## 4.4 Multivariate linear regression: The conjugate normal-normal/inverse Wishart model

Let’s study the multivariate regression setting where there are $$M$$ $$N$$-dimensional vectors $${\bf{y}}_m$$, $$m=1,2,\dots,M$$ such that $${\bf{y}}_m={\bf{X}}\beta_m+\mu_m$$, $${\bf{X}}$$ is the set of common regressors, and $$\mu_m$$ is the $$N$$-dimensional vector of stochastic errors for each equation such that $${\bf{U}}=[\mu_1 \ \mu_2 \ \dots \ \mu_M]\sim MN_{N,M}({\bf{0}}, {\bf{I}}_N, {\bf\Sigma})$$, that is, a matrix variate normal distribution where $$\bf\Sigma$$ is the covariance matrix of each $$i$$-th row of $${\bf{U}}$$, $$i=1,2,\dots,N$$, and we are assuming independece between the rows.

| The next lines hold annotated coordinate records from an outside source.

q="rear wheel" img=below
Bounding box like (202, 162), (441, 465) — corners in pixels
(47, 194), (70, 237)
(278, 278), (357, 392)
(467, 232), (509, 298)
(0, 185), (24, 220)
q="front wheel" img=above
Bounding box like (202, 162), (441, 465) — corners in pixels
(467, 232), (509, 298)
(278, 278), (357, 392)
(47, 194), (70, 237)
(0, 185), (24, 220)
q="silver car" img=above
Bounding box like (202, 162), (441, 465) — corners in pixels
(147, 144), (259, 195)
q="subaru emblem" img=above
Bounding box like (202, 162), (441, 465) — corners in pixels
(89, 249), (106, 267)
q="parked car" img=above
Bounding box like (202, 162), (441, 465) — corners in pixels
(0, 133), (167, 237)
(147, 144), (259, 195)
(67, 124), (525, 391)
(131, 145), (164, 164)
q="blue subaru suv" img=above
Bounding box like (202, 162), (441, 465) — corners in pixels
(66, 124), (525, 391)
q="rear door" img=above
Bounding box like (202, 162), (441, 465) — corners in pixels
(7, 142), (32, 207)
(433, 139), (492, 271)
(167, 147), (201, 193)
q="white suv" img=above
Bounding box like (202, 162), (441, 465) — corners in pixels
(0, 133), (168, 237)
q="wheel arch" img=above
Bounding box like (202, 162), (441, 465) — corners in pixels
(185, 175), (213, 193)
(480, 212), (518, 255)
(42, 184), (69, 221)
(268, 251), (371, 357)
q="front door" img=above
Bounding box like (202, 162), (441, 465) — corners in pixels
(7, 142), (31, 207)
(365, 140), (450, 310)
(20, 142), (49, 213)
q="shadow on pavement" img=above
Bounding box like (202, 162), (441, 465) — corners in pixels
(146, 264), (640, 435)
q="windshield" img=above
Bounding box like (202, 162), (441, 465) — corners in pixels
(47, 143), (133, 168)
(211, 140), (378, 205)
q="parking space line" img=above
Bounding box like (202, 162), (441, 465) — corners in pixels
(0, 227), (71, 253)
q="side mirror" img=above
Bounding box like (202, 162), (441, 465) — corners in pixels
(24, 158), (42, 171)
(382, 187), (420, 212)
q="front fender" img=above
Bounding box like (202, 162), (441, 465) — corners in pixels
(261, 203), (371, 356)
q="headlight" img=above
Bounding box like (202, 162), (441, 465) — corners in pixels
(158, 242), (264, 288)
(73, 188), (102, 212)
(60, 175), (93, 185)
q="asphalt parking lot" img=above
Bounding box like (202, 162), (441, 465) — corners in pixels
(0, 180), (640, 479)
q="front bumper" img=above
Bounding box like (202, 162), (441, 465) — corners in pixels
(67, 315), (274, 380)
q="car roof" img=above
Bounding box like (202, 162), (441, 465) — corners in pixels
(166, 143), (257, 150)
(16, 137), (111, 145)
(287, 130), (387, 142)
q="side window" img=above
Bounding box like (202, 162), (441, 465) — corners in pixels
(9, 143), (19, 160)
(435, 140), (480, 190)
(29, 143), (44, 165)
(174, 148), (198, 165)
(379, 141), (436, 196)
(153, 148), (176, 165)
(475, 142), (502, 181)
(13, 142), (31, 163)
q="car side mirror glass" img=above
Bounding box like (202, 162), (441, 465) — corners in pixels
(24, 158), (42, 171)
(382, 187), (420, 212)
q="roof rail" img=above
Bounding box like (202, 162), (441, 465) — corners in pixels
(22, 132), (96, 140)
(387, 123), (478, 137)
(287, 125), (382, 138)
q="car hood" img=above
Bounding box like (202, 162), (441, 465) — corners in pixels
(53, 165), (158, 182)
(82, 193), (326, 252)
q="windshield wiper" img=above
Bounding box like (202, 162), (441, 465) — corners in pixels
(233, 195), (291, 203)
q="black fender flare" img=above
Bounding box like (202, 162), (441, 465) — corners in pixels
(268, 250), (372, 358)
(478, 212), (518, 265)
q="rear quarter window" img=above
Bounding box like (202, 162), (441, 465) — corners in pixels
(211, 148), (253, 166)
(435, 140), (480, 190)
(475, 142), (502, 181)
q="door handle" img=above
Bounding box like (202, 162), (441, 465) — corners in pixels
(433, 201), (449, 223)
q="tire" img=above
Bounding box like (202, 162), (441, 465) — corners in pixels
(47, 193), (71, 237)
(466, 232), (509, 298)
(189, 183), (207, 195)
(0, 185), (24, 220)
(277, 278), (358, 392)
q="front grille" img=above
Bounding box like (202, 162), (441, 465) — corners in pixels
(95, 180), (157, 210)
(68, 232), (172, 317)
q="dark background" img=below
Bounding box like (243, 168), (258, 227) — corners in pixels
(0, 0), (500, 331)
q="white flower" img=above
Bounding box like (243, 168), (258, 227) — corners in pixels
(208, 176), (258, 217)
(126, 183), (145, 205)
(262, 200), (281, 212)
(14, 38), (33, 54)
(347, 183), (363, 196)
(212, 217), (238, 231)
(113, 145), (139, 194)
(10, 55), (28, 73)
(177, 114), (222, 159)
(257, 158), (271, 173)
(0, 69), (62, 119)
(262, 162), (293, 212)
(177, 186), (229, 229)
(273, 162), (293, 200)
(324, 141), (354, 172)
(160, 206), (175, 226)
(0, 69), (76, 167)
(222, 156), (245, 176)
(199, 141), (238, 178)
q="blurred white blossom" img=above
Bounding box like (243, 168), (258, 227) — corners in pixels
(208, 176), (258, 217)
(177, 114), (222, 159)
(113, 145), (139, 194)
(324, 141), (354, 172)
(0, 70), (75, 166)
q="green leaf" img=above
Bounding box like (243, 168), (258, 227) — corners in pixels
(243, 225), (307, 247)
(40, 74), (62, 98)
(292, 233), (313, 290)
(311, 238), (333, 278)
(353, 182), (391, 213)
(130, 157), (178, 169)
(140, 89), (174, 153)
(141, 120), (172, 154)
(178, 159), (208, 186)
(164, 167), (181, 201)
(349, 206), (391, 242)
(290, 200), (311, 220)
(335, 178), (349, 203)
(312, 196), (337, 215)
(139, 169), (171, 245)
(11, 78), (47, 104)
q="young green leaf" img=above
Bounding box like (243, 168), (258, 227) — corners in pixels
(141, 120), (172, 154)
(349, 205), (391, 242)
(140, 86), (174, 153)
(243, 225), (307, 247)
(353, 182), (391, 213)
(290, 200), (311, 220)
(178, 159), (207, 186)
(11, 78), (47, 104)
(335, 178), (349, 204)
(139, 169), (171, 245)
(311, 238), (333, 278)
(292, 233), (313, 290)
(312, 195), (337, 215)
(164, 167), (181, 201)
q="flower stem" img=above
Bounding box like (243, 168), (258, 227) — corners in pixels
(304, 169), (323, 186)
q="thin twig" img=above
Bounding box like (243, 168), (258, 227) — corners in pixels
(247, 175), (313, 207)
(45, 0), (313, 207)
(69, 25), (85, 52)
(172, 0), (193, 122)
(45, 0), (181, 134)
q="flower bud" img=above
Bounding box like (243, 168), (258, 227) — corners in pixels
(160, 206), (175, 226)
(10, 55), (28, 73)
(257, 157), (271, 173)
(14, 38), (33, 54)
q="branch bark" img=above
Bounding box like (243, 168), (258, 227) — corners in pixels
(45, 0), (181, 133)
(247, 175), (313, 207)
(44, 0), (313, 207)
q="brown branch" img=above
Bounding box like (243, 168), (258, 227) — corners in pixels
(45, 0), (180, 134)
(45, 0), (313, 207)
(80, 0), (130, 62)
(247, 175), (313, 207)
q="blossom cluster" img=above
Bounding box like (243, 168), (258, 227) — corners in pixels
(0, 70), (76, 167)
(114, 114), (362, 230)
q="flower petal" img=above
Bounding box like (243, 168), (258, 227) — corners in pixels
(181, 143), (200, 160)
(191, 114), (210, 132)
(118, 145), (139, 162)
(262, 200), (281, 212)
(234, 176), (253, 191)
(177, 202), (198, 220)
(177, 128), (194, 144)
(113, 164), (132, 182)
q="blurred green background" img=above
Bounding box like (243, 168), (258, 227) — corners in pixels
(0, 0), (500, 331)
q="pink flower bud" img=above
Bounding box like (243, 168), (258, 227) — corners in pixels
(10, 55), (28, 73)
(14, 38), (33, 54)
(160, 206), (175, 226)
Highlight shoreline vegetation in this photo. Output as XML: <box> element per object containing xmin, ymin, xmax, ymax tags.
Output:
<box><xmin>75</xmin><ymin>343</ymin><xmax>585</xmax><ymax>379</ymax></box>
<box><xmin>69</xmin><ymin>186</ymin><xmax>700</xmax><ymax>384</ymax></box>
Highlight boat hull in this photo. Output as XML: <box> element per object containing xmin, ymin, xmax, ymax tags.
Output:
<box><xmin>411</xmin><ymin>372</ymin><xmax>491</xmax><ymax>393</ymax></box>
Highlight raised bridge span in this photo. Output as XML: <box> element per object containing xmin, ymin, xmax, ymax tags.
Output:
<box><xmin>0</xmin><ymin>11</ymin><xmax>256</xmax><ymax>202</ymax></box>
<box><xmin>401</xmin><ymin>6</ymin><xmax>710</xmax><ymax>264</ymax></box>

Then, $$vec({\bf U})\sim N_{N\times M}({\bf 0}, \bf{\Sigma}\otimes {\bf{I}}_N)$$.4

This framework can be written in matricial form

\begin{align} \underbrace{ \begin{bmatrix} y_{11} & y_{12} & \dots & y_{1M}\\ y_{21} & y_{22} & \dots & y_{2M}\\ \vdots & \vdots & \dots & \vdots\\ y_{N1} & y_{N2} & \dots & y_{NM}\\ \end{bmatrix}}_{\bf{Y}} &= \underbrace{\begin{bmatrix} x_{11} & x_{12} & \dots & x_{1K}\\ x_{21} & x_{22} & \dots & x_{2K}\\ \vdots & \vdots & \dots & \vdots\\ x_{N1} & x_{N2} & \dots & x_{NK}\\ \end{bmatrix}}_{\bf{X}} \underbrace{ \begin{bmatrix} \beta_{11} & \beta_{12} & \dots & \beta_{1M}\\ \beta_{21} & \beta_{22} & \dots & \beta_{2M}\\ \vdots & \vdots & \dots & \vdots\\ \beta_{K1} & \beta_{K2} & \dots & \beta_{KM}\\ \end{bmatrix}}_{\bf{B}}\\ &+ \underbrace{\begin{bmatrix} \mu_{11} & \mu_{12} & \dots & \mu_{1M}\\ \mu_{21} & \mu_{22} & \dots & \mu_{2M}\\ \vdots & \vdots & \dots & \vdots\\ \mu_{N1} & \mu_{N2} & \dots & \mu_{NM}\\ \end{bmatrix}}_{\bf{U}} \end{align}

Therefore, $${\bf{Y}}\sim N_{N\times M}({\bf{X}}{\bf{B}},\bf{\Sigma}\otimes {\bf{I}}_N)$$,5

\begin{align} p({\bf{Y}}| {\bf{B}},{\bf\Sigma})&\propto |{{\bf \Sigma}}|^{-N/2}\exp\left\lbrace -\frac{1}{2}tr\left[({\bf{Y}}-{\bf{X}}{\bf{B}})^{\top}({\bf{Y}}-{\bf{X}}{\bf{B}}){{\bf \Sigma}}^{-1}\right]\right\rbrace \\ &=|{{\bf \Sigma}}|^{-N/2}\exp\left\lbrace -\frac{1}{2}tr\left[{\bf{S}}+({\bf{B}}-\widehat{\bf{B}})^{\top}{\bf{X}}^{\top}{\bf{X}}({\bf{B}}-\widehat{\bf{B}})\right]{{\bf \Sigma}}^{-1}\right\rbrace, \end{align}

where $${\bf{S}}= ({\bf{Y}}-{\bf{X}}\widehat{\bf{B}})^{\top}({\bf{Y}}-{\bf{X}}\widehat{\bf{B}})$$, $$\widehat{\bf{B}}= ({\bf{X}}^{\top}{\bf{X}})^{-1}{\bf{X}}^{\top}{\bf{Y}}$$ (see Exercise 7).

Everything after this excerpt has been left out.